For Many Kids, Anxiety Persists Into Adulthood Even With Treatment

Posted on July 4, 2018

Pediatric anxiety disorders are common psychiatric illnesses, affecting approximately 10 percent of children. Past research discovered that 12 weeks of sertraline (brand name Zoloft) and/or cognitive behavioral therapy (CBT) were effective in reducing anxiety and improving functioning. Now, in a new follow-up study, researchers re-contacted these youths an average of six years later and then re-assessed them annually for up to four additional years.

The investigators discovered that 22 percent of youth who received 12 weeks of treatment for an anxiety disorder stayed in remission over the long term; meaning they did not meet diagnostic criteria for any anxiety.

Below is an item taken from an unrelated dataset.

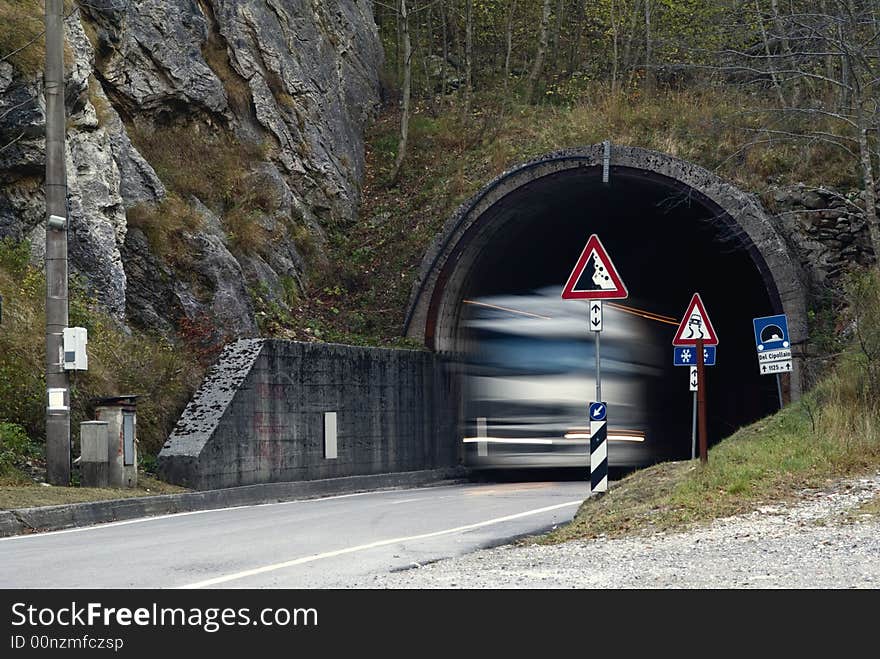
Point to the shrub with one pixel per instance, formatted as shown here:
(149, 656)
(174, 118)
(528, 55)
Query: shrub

Thirty percent of youth who had received treatment remained chronically ill, meeting diagnostic criteria for an anxiety disorder during each year of follow-up, and 48 percent relapsed, meaning they met diagnostic criteria for an anxiety disorder at some, but not all follow-ups.

From 2011 through 2015, the study followed 319 young people aged 10 to 25 who had been diagnosed with separation, social, or general anxiety. The researchers conducted annual evaluations that assessed, among other factors, diagnoses, school and social functioning, and service use. Findings indicated that at each follow-up year, approximately half of the youth remained in remission.

The researchers concluded that while it may be optimistic to expect that 12 weeks of treatment resulted in long-term remission, it is now clear that more needs to be done to help anxious youth. They recommend including treatments that are more durable, and using a better mental health wellness model that includes regular check-ups to prevent relapse and improve outcomes over time.